Von Wolfgang Eitler, Dachau/Schönbrunn

Die geografische Lage des Franziskuswerks für geistig behinderte Menschen mitten im Landkreis Dachau vergegenwärtigt dessen politische Bedeutung für die gesamte Region München: Aus ökonomischer Sicht, weil es sich bei dem gemeinnützigen Unternehmen um den größten Arbeitgeber des Landkreises mit mehr als 1600 Mitarbeitern handelt. Aus sozialpolitischer Sicht, weil das Franziskuswerk, von seinen Bedingungen her gesehen, einer der größten Anbieter sozialer Leistungen ist. Und das nicht nur auf den Landkreis bezogen, sondern auf ganz Oberbayern.

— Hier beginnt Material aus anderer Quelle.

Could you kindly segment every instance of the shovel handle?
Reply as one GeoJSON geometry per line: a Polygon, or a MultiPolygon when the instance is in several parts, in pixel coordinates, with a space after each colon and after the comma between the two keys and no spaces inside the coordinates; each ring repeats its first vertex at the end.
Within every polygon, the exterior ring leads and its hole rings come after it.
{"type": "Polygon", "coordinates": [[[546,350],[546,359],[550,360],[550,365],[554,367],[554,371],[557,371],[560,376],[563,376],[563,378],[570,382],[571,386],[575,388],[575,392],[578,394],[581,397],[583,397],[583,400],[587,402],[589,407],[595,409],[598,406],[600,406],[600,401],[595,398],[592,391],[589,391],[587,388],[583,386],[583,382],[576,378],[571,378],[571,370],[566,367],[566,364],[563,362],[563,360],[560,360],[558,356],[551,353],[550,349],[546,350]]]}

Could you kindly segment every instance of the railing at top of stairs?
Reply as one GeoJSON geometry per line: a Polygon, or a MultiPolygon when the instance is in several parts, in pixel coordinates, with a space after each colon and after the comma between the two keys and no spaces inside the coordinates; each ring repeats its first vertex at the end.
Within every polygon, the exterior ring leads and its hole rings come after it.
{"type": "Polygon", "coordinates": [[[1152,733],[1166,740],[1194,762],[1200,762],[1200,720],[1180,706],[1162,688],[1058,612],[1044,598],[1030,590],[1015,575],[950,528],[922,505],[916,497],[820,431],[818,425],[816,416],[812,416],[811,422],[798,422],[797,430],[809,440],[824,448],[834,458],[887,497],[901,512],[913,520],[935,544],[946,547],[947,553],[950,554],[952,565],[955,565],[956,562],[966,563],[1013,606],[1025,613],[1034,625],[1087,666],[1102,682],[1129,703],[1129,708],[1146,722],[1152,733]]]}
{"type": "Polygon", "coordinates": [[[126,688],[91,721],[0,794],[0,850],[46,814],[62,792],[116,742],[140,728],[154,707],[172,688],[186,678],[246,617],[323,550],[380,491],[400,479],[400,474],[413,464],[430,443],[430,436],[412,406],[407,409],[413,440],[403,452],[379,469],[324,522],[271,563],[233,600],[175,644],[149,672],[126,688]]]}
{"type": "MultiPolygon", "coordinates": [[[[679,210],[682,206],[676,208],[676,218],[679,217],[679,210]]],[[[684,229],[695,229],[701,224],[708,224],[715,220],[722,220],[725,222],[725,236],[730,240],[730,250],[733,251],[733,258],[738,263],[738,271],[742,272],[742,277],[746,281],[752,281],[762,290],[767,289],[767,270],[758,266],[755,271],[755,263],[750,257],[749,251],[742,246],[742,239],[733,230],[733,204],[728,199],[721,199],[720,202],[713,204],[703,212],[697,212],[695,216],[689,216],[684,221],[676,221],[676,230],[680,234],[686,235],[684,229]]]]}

Von den gut 60 Millionen, die der Bezirk Oberbayern als Kostenträger im vergangenen Jahr für Leistungen im Landkreis Dachau zahlte, fließen allein mehr als 47 Millionen an das Franziskuswerk. Etwa die Hälfte der Leistungen wird von Menschen mit Behinderung in Anspruch genommen, die im Landkreis zu Hause sind. Viele Behinderte aus der erweiterten Region zieht es aber mangels entsprechender Angebote bei ihnen daheim oder wegen der Vorzüge des Franziskuswerks dorthin. Dem Bezirk und dessen Präsidenten Josef Mederer (CSU) aus Altomünster wäre es allerdings viel lieber, wenn sich ein größerer Teil der Angebote und damit auch der vielen Millionen Euro auf die gesamte Region verteilen würde. Denn dann könnten all diese Menschen auch in ihrem gewohnten Umfeld bleiben.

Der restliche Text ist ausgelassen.